LL’été dernier, j’ai passé 10 jours à voyager à travers la Norvège avec mon partenaire. Nous avons visité Jotunheimen, un parc national du sud sillonné de ravins, de ruisseaux et de cascades. J’avais une idée d’une image que je voulais prendre, et Jotunheimen semblait l’endroit parfait.

J’avais envie de me photographier au milieu d’une cascade, mais beaucoup des ravins et des cascades que nous avons traversés étaient trop dangereux. Un jour, sur une petite route non goudronnée à assez haute altitude, j’ai aperçu quelques ruisseaux convergeant vers cette étendue d’eau noire.

Nous avons arrêté la voiture. J’ai testé la glissance des rochers et la froideur de l’eau. Environ 20 mètres plus loin, il y avait une pente très raide, mais cet endroit était sûr. Le ruisseau coulait large et l’obscurité de la roche sous-jacente servait de cadre à mon corps.

J’ai installé la caméra pour mon partenaire et pris position dans le ruisseau. Il m’a fallu plusieurs tentatives pour y parvenir. Au cours de l’une d’elles, un bus est passé devant moi, nu dans la cascade. Les passagers ont tous commencé à applaudir.

Cette image en particulier illustre la manière dont nous sommes tous soumis à des forces extérieures – des choses qui semblent nous éroder en permanence. Je voulais que le spectateur réponde aux questions posées par l’image. Va-t-il survivre ? Va-t-il être emporté par le courant ? Ou parviendra-t-il à tenir le coup ?

Réaliser ces images est pour moi une forme de thérapie.
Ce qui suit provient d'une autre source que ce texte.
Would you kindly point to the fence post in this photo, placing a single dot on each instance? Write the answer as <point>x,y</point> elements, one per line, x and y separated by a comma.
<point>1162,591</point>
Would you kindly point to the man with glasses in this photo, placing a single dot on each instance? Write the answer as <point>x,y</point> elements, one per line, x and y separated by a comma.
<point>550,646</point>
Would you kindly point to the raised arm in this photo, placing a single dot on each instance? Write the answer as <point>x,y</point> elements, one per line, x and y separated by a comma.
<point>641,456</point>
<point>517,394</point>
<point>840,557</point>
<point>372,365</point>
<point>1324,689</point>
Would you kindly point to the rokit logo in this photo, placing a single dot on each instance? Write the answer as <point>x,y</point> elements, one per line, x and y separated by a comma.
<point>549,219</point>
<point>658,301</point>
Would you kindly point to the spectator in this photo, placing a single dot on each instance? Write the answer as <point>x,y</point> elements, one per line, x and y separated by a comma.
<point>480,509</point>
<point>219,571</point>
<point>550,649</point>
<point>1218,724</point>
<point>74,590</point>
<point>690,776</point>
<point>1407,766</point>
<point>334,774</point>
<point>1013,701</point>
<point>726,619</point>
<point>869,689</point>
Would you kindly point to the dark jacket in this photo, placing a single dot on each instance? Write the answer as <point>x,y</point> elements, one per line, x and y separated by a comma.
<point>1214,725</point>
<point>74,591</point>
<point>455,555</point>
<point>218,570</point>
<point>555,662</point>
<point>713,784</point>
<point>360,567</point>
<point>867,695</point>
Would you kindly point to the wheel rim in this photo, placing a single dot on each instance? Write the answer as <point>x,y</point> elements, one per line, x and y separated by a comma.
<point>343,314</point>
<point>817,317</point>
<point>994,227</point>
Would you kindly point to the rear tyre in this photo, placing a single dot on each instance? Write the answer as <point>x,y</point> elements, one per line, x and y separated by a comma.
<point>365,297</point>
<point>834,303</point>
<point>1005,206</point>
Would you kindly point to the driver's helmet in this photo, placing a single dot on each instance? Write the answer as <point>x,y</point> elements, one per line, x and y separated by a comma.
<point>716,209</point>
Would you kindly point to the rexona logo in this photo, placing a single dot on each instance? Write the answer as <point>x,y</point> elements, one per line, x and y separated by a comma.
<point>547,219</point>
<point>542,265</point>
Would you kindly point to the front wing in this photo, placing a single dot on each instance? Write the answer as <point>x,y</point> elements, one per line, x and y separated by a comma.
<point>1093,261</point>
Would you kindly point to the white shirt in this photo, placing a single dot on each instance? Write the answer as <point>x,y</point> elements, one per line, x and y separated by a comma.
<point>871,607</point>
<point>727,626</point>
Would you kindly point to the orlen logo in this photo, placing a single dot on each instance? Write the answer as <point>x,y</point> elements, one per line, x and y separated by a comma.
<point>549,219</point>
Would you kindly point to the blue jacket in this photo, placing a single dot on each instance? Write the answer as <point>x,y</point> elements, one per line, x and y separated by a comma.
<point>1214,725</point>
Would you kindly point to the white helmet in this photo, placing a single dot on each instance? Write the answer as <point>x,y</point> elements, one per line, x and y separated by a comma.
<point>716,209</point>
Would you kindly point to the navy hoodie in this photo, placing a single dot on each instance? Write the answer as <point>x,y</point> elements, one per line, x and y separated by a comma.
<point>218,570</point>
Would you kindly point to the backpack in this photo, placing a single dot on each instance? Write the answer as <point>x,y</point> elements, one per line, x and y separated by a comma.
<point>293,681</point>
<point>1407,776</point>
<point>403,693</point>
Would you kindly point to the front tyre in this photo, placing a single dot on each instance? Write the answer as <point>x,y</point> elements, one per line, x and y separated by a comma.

Celle-ci est tirée du troisième volet d’une trilogie que j’ai passé ces dernières années à photographier et qui documente mes luttes contre ma santé mentale, et mon TOC en particulier. Chaque série documente une nouvelle phase : tomber malade, suivre une thérapie et laisser derrière moi certaines des pires années de ma vie.

Même quand j’étais enfant, j’avais beaucoup de mal à parler de ce qui se passait dans ma tête ou à communiquer mes émotions et mes besoins. J’ai commencé à créer ces œuvres d’art parce que c’était pour moi un moyen de me défouler.

Au pire, j’étais extrêmement angoissé. Mais ces cascades, que ce soit dans l’eau glacée ou suspendues à haute altitude, me procuraient de brefs moments de vide mental. Je ne pouvais me concentrer que sur l’instant présent. L’eau glacée ou l’altitude justifiaient mon anxiété : il y avait une raison à cela. Et après les cascades, je ne ressentais plus rien – dans le bon sens du terme. Cela me procurait un soulagement, un vide total dont j’avais besoin à ces moments-là.

Je n’utilise pas la nudité uniquement parce qu’elle est intéressante, mais aussi parce que c’est pour moi une façon d’être honnête. Sans vêtements, on ne peut rien faire pour se protéger. Et esthétiquement, je trouve que c’est agréable en raison des contrastes qu’elle crée entre la roche noire et dure ou les étendues d’eau froide et la chaleur de la peau humaine.

Ces œuvres traitent également de la relation entre l’homme et le monde naturel. En Finlande, mon pays d’origine, nous mythifions notre relation à la nature. Pourtant, nous avons pollué nos lacs par l’eutrophisation et abattu de vieilles forêts pour alimenter l’économie. Mon travail consiste à construire des relations différentes, à la fois avec moi-même pendant mes périodes sombres et avec le monde dans lequel nous vivons. Mon travail me situe dans la nature, non pas comme un conquérant de celle-ci.

L’automne dernier, j’ai organisé à Helsinki une exposition consacrée à ce dernier volet de la trilogie, qui marquait la fin de mes années de travail. Elle marquait également la fin de ma thérapie. C’était comme un moment de reconnaissance du bien-être que je ressentais. C’était une forme de clôture.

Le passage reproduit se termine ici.